It's kinda hard to optimize anything without knowing what it does.

For example, knowing what range of inputs a value can have allows you to optimize things to a smaller size. Otherwise, we would have to ensure that it works the same way even if given an invalid argument.

I'll take a swing at optimizing this when I get to my computer, but it would be helpful to know what this code is doing.

EDIT: am at computer; is optimization time.

**Quote:**

The reason I'm posting this is so I may learn.

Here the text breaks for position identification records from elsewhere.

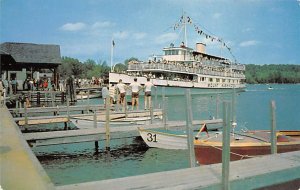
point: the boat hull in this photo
(211, 152)
(115, 77)
(212, 155)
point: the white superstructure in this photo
(183, 66)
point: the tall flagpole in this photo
(112, 54)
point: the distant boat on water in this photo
(245, 145)
(182, 66)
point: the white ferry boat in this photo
(182, 66)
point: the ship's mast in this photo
(184, 20)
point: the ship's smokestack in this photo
(200, 47)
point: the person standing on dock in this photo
(135, 88)
(105, 93)
(112, 94)
(71, 88)
(122, 93)
(147, 87)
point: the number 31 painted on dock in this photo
(151, 137)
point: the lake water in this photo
(76, 163)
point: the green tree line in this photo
(274, 73)
(89, 68)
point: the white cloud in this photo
(217, 15)
(73, 26)
(249, 29)
(249, 43)
(104, 24)
(121, 35)
(167, 37)
(139, 35)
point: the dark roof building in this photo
(16, 56)
(28, 57)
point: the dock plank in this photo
(19, 167)
(93, 134)
(246, 174)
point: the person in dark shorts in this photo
(147, 87)
(135, 88)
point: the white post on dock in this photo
(217, 106)
(107, 131)
(95, 119)
(273, 129)
(88, 108)
(155, 89)
(226, 145)
(189, 130)
(118, 101)
(233, 107)
(26, 115)
(151, 112)
(165, 111)
(68, 109)
(125, 106)
(52, 99)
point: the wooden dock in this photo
(100, 116)
(97, 134)
(19, 167)
(280, 170)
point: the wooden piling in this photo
(155, 92)
(88, 107)
(189, 130)
(217, 106)
(273, 129)
(26, 116)
(52, 99)
(107, 131)
(68, 113)
(233, 106)
(38, 98)
(62, 97)
(151, 113)
(165, 111)
(227, 110)
(95, 119)
(125, 107)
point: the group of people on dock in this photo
(119, 91)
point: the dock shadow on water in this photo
(77, 163)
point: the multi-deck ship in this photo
(182, 66)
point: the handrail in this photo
(170, 67)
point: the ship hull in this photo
(115, 77)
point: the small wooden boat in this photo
(83, 95)
(167, 139)
(84, 123)
(245, 145)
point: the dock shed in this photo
(24, 60)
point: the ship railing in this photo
(178, 68)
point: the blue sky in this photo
(257, 31)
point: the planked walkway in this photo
(19, 167)
(97, 134)
(245, 174)
(99, 115)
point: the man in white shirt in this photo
(121, 87)
(135, 88)
(112, 93)
(147, 87)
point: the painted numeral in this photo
(151, 137)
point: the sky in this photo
(257, 31)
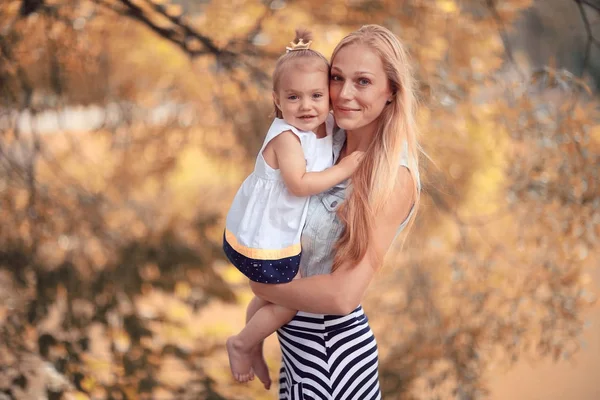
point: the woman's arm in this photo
(341, 291)
(290, 161)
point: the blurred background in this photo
(126, 127)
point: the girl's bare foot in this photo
(260, 366)
(239, 360)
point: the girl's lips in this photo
(345, 109)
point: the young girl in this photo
(264, 223)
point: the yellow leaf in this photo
(447, 6)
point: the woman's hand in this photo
(341, 291)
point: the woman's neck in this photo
(359, 139)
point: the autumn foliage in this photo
(126, 125)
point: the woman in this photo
(329, 351)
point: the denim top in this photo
(323, 227)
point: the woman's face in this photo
(359, 88)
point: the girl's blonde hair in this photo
(374, 180)
(295, 55)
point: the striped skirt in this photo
(328, 357)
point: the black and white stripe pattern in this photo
(328, 357)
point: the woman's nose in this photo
(346, 91)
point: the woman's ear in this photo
(276, 100)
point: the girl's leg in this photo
(257, 359)
(242, 348)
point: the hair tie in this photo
(298, 46)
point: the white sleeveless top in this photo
(265, 220)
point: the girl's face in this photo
(359, 88)
(303, 94)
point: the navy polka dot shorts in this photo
(263, 271)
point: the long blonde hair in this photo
(374, 180)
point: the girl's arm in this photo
(341, 291)
(291, 162)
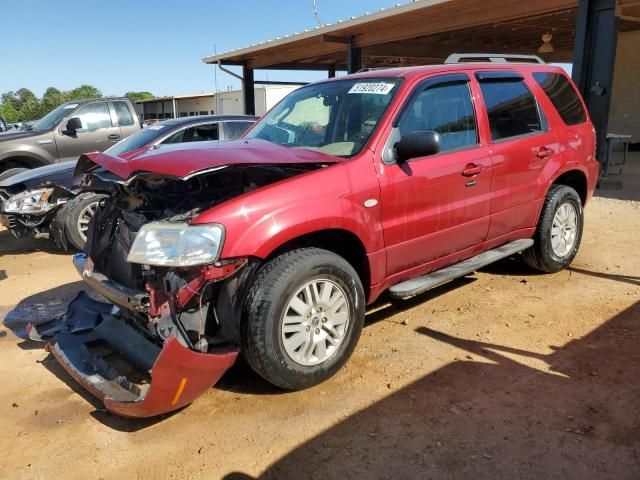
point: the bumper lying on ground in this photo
(118, 364)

To help with that, I'm going to try to explain what I'm doing while optimizing:

You seem to be missing a few End statements, I went ahead and added those on to the end.

Also, you seem to be using x instead of E on some of your Disp statements, like you copied it directly from iPhoenix without running it first. Does the code you currently have work the way you want it to in all cases? If not, you might want to check it before giving it to us to optimize.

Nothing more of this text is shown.